I opted to get an original Ring Doorbell Pro wired device back in 2016 or 2017. It’s still working great.
I opted for wired vs. battery-powered as I didn’t want to have to worry about a rechargeable battery eventually dying. Read the instructions before you get one (of any brand). You might have to upgrade your doorbell transformer. IIRC, you have to have at least a 16-volt transformer for the Ring device that I got. I bought 16-volt transformer at Home Depot to replace the 12-volt transformer we previously had. You can either install such a doorbell and transfomer yourself or hire someone to install it.
Your install location has to have good Wi-Fi connectivity. You can use your smartphone as a meter to judge whether signal strength is good enough. Since our router signal had to go through an interior sheet rock wall or two as well as the exterior brick wall, we installed a NetGear Wi-Fi extender in an interior electrical outlet close to the front doorbell position.
The only glitchy thing over the years is that if there’s a power outage, the original Ring Doorbell Pro often fails to reboot when the power comes back on. Flipping the circuit breaker it’s on off for 10 to 15 seconds, then flipping it on again always gets the device up and running again.

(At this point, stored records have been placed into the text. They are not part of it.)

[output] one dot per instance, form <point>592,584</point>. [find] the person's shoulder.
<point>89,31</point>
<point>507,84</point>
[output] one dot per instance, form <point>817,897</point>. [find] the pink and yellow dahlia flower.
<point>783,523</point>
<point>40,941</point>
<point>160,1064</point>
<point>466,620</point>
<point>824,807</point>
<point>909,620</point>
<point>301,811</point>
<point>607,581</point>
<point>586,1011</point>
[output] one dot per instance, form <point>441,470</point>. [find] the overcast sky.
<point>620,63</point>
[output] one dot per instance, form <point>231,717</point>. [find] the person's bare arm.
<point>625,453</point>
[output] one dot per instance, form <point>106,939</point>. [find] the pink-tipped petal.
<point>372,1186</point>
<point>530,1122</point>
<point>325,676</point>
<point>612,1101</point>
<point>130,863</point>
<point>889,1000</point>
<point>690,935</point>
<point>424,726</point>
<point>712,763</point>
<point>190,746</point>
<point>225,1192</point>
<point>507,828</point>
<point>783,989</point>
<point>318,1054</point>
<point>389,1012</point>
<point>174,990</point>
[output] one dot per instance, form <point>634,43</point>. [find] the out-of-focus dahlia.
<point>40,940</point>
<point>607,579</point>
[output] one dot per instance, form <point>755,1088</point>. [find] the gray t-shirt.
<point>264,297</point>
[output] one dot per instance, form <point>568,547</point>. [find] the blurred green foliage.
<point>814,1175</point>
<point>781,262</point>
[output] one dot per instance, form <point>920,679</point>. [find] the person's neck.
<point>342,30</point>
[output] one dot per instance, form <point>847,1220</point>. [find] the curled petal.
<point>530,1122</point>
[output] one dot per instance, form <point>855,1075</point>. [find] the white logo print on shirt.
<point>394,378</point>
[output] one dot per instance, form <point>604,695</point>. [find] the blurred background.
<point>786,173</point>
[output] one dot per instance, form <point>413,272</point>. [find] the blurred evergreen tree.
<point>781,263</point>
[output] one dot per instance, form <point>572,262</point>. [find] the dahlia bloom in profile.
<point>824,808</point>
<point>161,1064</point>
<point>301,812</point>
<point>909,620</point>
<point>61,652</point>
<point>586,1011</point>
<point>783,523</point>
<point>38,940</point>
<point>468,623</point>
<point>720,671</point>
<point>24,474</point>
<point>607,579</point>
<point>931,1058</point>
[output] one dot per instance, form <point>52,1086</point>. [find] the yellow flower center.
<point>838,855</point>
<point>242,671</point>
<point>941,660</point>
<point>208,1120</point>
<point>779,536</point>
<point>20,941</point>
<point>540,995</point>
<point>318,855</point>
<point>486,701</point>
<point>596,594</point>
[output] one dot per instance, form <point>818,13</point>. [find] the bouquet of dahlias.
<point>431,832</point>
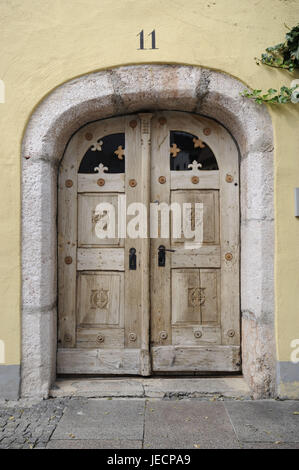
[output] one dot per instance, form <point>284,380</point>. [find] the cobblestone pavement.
<point>88,423</point>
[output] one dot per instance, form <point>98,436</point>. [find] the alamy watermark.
<point>2,92</point>
<point>295,353</point>
<point>295,93</point>
<point>2,352</point>
<point>162,221</point>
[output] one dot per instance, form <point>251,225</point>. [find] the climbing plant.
<point>283,56</point>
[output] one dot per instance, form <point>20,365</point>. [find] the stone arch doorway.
<point>128,90</point>
<point>171,306</point>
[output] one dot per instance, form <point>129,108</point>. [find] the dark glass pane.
<point>103,151</point>
<point>185,148</point>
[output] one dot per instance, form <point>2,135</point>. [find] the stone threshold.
<point>149,387</point>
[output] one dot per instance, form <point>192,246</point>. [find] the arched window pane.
<point>185,148</point>
<point>108,150</point>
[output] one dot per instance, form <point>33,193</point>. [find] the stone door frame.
<point>126,90</point>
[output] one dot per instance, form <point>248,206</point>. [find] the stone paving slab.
<point>194,387</point>
<point>187,424</point>
<point>101,419</point>
<point>152,423</point>
<point>265,421</point>
<point>93,444</point>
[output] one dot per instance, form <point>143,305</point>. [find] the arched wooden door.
<point>154,301</point>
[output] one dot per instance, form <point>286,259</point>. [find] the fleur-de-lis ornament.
<point>97,146</point>
<point>120,152</point>
<point>174,150</point>
<point>101,168</point>
<point>195,166</point>
<point>198,143</point>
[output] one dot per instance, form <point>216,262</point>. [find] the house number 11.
<point>141,40</point>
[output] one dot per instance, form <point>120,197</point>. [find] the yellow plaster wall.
<point>47,42</point>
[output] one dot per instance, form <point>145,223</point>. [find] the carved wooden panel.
<point>100,298</point>
<point>195,296</point>
<point>92,219</point>
<point>210,219</point>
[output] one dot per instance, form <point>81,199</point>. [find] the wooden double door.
<point>137,294</point>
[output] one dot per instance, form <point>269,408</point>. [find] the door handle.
<point>132,258</point>
<point>161,255</point>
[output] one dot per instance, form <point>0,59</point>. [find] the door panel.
<point>180,317</point>
<point>102,301</point>
<point>195,299</point>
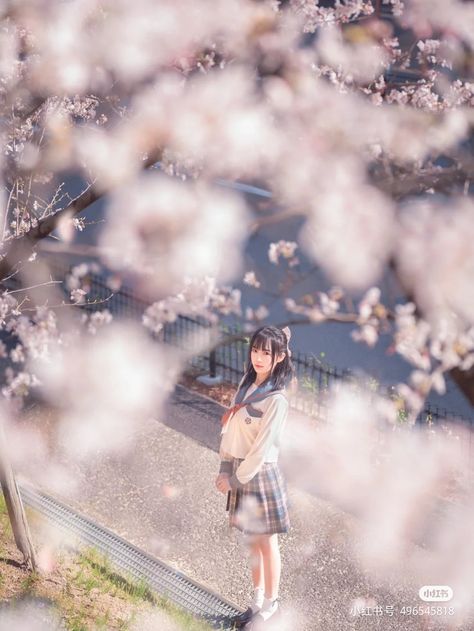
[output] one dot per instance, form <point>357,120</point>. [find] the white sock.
<point>269,607</point>
<point>257,600</point>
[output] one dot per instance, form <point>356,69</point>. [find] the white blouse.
<point>255,439</point>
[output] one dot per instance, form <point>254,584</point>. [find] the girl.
<point>249,473</point>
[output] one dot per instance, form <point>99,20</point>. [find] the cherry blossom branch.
<point>21,248</point>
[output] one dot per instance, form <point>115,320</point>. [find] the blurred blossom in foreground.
<point>31,615</point>
<point>393,477</point>
<point>363,60</point>
<point>104,386</point>
<point>349,233</point>
<point>435,260</point>
<point>168,230</point>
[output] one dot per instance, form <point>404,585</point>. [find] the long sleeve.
<point>272,424</point>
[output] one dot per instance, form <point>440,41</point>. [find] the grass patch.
<point>137,591</point>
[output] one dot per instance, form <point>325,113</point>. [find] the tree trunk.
<point>16,512</point>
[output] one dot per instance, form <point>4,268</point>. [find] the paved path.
<point>161,497</point>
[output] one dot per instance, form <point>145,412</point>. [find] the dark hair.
<point>282,372</point>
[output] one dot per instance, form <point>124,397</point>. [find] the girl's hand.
<point>222,482</point>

Just as a doorbell, it works great. You can get Wi-Fi doorbell chimes to plug into electrical outlets in far corners of your house so you don’t have depend on one physical wired chime (that may not be very loud). Also, via the Ring app, you can sound an alert on your smartphone or if you have notifications sent to your HA’s, you can hear the doorbell ring in your ears and you can choose the sound of the doorbell chime/alert from a bunch of options and control its loudness.

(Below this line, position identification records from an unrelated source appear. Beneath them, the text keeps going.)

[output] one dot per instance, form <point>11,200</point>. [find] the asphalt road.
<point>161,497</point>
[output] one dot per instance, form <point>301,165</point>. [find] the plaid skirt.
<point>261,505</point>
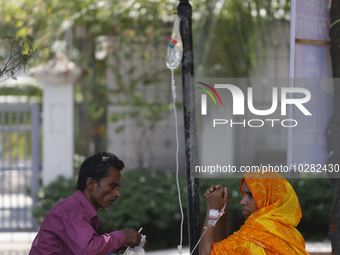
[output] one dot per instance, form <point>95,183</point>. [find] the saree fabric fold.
<point>271,229</point>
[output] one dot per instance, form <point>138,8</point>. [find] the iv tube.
<point>173,59</point>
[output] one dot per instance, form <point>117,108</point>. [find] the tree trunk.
<point>333,130</point>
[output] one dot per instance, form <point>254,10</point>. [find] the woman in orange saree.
<point>272,211</point>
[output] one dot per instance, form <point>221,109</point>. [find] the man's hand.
<point>132,237</point>
<point>216,196</point>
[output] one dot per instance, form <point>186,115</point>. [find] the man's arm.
<point>216,196</point>
<point>81,238</point>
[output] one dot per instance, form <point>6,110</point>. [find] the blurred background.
<point>119,100</point>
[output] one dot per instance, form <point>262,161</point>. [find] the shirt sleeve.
<point>81,238</point>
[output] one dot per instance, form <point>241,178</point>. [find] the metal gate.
<point>19,166</point>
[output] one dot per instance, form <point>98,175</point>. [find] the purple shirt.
<point>70,228</point>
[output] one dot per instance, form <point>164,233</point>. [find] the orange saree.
<point>271,229</point>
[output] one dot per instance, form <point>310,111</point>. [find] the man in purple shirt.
<point>70,227</point>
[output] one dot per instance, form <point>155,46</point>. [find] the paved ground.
<point>20,243</point>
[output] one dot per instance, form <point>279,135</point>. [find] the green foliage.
<point>150,200</point>
<point>18,51</point>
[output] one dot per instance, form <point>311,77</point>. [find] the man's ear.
<point>90,183</point>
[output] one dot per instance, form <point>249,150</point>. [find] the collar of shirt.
<point>91,212</point>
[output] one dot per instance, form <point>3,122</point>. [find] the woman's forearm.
<point>221,231</point>
<point>208,238</point>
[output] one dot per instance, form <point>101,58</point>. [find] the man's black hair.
<point>97,167</point>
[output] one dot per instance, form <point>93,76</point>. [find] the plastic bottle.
<point>175,47</point>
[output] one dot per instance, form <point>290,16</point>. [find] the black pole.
<point>332,132</point>
<point>185,12</point>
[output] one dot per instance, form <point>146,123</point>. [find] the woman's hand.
<point>216,196</point>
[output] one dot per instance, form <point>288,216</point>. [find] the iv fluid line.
<point>177,149</point>
<point>206,229</point>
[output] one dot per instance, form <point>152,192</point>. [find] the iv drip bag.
<point>175,47</point>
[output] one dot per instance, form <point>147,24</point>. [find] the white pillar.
<point>57,77</point>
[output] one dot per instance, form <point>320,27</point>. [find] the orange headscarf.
<point>271,229</point>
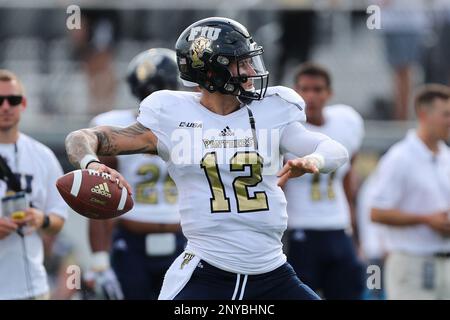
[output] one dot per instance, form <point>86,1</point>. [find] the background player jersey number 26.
<point>220,202</point>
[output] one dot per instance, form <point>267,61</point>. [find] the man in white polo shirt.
<point>412,197</point>
<point>30,203</point>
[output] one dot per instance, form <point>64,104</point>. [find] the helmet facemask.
<point>244,76</point>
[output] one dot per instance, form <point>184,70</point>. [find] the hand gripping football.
<point>93,195</point>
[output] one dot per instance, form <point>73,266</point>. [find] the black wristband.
<point>87,165</point>
<point>46,222</point>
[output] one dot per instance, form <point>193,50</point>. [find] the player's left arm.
<point>316,152</point>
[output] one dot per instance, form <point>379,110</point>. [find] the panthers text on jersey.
<point>232,211</point>
<point>318,201</point>
<point>154,192</point>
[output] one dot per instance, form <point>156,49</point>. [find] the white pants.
<point>414,277</point>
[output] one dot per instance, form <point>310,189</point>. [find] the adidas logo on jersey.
<point>102,189</point>
<point>226,132</point>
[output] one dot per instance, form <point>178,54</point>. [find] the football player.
<point>222,146</point>
<point>320,206</point>
<point>147,239</point>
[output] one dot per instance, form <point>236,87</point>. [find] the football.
<point>93,195</point>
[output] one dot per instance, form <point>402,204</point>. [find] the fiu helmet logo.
<point>198,48</point>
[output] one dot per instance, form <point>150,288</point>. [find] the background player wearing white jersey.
<point>320,206</point>
<point>411,197</point>
<point>148,238</point>
<point>222,146</point>
<point>28,168</point>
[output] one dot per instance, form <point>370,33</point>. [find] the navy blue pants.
<point>210,283</point>
<point>140,275</point>
<point>327,261</point>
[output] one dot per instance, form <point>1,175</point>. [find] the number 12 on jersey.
<point>244,202</point>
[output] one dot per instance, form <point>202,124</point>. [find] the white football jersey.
<point>39,169</point>
<point>154,193</point>
<point>318,201</point>
<point>232,211</point>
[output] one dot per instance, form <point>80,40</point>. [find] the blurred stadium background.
<point>71,75</point>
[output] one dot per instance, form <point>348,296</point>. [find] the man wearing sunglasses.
<point>30,203</point>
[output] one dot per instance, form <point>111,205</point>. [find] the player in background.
<point>30,203</point>
<point>320,206</point>
<point>411,199</point>
<point>147,239</point>
<point>223,147</point>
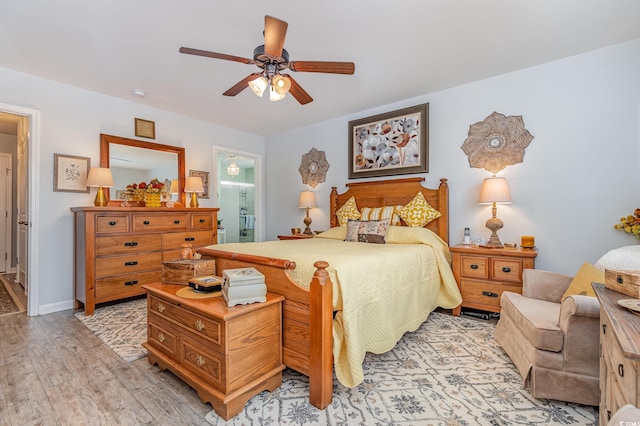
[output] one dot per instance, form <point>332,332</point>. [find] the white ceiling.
<point>402,49</point>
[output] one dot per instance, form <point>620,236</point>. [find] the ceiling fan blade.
<point>241,85</point>
<point>198,52</point>
<point>298,92</point>
<point>275,32</point>
<point>325,67</point>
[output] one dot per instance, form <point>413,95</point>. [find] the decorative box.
<point>626,282</point>
<point>180,271</point>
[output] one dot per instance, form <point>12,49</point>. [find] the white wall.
<point>579,175</point>
<point>71,122</point>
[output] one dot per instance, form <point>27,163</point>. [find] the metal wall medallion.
<point>313,168</point>
<point>497,142</point>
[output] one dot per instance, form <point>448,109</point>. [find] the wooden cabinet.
<point>483,274</point>
<point>118,250</point>
<point>226,354</point>
<point>619,353</point>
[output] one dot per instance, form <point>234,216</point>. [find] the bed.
<point>326,320</point>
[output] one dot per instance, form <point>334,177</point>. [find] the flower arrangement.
<point>630,224</point>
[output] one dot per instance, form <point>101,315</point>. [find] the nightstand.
<point>295,237</point>
<point>483,274</point>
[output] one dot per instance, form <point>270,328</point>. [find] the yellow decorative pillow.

The video/speaker aspect of such a device is great, too. We were once speeding up to Austin at 70 mph on Interstate 35. Via a cellular connection, with my smartphone mounted on a ProClip phone mount on the car dashboard, we heard and saw an Amazon driver ring our front doorbell with a package for my wife. The wife turned on the intercom feature, talked to the woman, and asked her to leave it with our next-door neighbor. Then, since the doorbell video pointed in the direction of the neighbor’s house, she could actually see the neighbor come out into her front yard and take the package from the Amazon driver.

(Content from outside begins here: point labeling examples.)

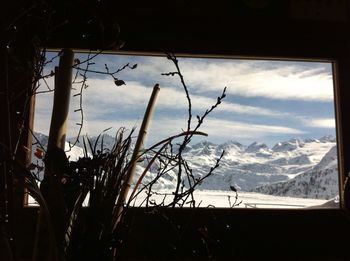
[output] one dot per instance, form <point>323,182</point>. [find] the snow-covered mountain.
<point>319,182</point>
<point>303,168</point>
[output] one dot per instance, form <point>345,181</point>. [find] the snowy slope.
<point>319,182</point>
<point>295,167</point>
<point>247,167</point>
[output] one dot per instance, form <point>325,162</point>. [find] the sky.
<point>266,101</point>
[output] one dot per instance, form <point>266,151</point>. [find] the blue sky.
<point>267,101</point>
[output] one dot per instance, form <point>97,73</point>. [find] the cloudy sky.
<point>267,101</point>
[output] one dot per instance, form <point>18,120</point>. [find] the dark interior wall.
<point>276,29</point>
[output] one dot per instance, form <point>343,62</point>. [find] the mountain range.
<point>304,168</point>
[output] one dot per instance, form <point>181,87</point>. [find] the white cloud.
<point>320,123</point>
<point>103,96</point>
<point>253,80</point>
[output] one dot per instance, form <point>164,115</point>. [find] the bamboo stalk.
<point>63,86</point>
<point>51,187</point>
<point>139,144</point>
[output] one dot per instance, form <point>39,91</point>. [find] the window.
<point>276,123</point>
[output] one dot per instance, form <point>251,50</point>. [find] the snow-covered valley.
<point>296,172</point>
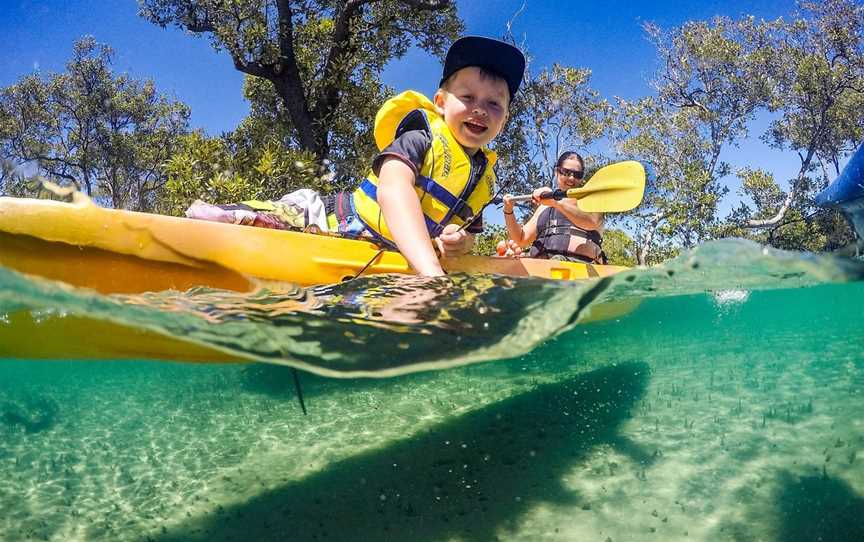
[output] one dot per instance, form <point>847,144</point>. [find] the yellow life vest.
<point>442,184</point>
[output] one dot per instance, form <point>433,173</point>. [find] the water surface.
<point>725,405</point>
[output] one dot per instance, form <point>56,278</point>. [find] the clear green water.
<point>728,406</point>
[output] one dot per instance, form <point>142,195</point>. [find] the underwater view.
<point>719,396</point>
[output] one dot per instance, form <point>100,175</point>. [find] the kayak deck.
<point>114,251</point>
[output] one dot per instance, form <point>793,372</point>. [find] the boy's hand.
<point>453,241</point>
<point>508,204</point>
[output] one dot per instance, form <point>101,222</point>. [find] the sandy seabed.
<point>650,428</point>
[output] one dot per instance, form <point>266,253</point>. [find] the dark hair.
<point>570,154</point>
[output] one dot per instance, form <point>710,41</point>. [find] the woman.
<point>557,230</point>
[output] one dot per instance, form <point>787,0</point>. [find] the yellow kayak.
<point>114,251</point>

Probably all such smart doorbells these days have AI that allows you to select the area in front of your door that you want to monitor and allows you to set the sensitivity and other parameters of motion detection at your front door. And if you have a bunch of such devices, you can switch them all from a “I’m Home” setting to “I’m Away-Please Guard the House” setting with one button tap.
Relative to your not having a smartphone, that’s perhaps unfortunate. We control our interior and exterior lights, our upstairs and downstairs thermostats, our dehumidifiers, our Ring devices, electrical outlet plug switches, Amazon and Google AI assistants, as well as my TV streamer for my HA’s, all through our smartphones. When we drive into our driveway at night we can turn on the lights in our driveway from our car and open the garage door all from a smartphone. And many of the apps have distinctive sound alerts. When the wife come home (or anyone else should somehow manage to open the garage door,) a distinctive chime sounds in my ears and if either of us forgets and leaves the door up, I get a similar distinctive sound notification at a time interval that I can set that the door is still up. So my HA’s have become a sound monitor of what’s going on in my environment. Such alerts are only occasional, not constant, and I value the transmission of info as to what’s going on around the house and am not bothered by sound notifications.
Even if this spiel doesn’t help you, it might be of some interest to someone else with hearing loss who has trouble hearing a physical doorbell chime as soon as they get any distance from it.